Éste dejó el vaso y se reincorporó de su asiento. Elena sentía las uñas de su amiga recorriendo sus hombros, alternando con su vientre, con sus muslos, como una culebra traviesa. Cuando él llegó, le sintió como ascua en su cuello, el cual era castigado con mordiscos profundos, crispando sus nervios. Las risas alborotadas dejaron paso poco a poco a un coro de suspiros, y rápidamente la habitación aumentaba en temperatura, o al menos eso sentía a través de sus orejas, que ardían. Poco a poco fueron perdiendo ropa. Su cuerpo temblaba como gelatina. Cada caricia y beso que recibía alteraba su piel, que se erizaba violentamente. Definitivamente, el placer al que era sometida abortó todo intento de concienciación de la situación; dentro de ella sentía una hoguera descontrolada, que amenazaba con calcinar hasta el último rincón de su cuerpo. Los jadeos de Claudio eran graves y melosos, y su cuerpo endurecido se movía impulsivamente. Ariadna no dejaba de acariciar cada poro de su piel, de besarlo, de morderlo. Y Elena entró en ebullición; fue dinamitada, y comenzó a temblar con espasmos horribles, mientras la montaña seguía volando en mil pedazos, y la hoguera traspasaba su boca, convertida en aullido de lobo.

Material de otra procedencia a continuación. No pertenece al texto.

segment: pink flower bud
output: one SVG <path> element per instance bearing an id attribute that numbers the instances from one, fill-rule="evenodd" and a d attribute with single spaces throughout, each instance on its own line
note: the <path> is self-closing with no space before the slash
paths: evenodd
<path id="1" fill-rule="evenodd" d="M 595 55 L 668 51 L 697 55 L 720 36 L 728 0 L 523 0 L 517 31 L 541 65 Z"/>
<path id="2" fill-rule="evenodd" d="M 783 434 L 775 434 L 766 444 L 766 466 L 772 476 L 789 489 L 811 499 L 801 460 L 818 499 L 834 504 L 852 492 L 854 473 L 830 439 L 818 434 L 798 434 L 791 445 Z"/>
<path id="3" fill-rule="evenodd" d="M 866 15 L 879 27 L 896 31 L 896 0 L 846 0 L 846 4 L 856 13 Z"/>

El zumbido de tertulia de fondo de la cafetería le transportó de vuelta a la realidad. Y ahí seguía, removiendo azúcar sobre su taza de café. La puerta de entrada se abrió, y apareció su amiga Ariadna, vestida con traje azul marino y blusa blanca. Escrutó a ambos lados del local, hasta que ambas miradas se encontraron. Sonrió, y agitó su brazo derecho, aproximándose hasta su mesa. Ariadna tomó desde el inicio la conversación, y tras afrontar diversos temas triviales, los cuales Elena sólo respondía con monosílabos y sonrisas forzadas, endureció el rostro, y con tono de voz más apagado le dijo:
- Elena, tengo cáncer de páncreas. Me lo detectaron demasiado tarde, y no creen que llegue a final de año.
- Ariadna, yo... - balbuceó, incapaz de seguir la frase.
- Esto mismo intenté decirte meses atrás, pero nunca respondías a mis llamadas; si hubiera sabido que mandándote aquella carta me habrías hecho caso antes, - tomó aire, y dejó escaparlo en un suspiro prolongado - la hubieras recibido en tu buzón mucho antes.

Las voces se apagaron, una cortina negra tapó ventanas y bombillas. Elena enmudeció, y mil estados de ánimo se anudaron en su garganta, asfixiándola. Estaba mareada, tenía ganas de llorar, sentía arder sus ojos. Ariadna sonrió con ternura, y le acarició su rostro, intentando hacer de bálsamo.

- Elena, no te preocupes por mí, ni tengas remordimientos de conciencia. Sólo te pido que me recuerdes por cómo te besé aquella vez, no por cómo moriré.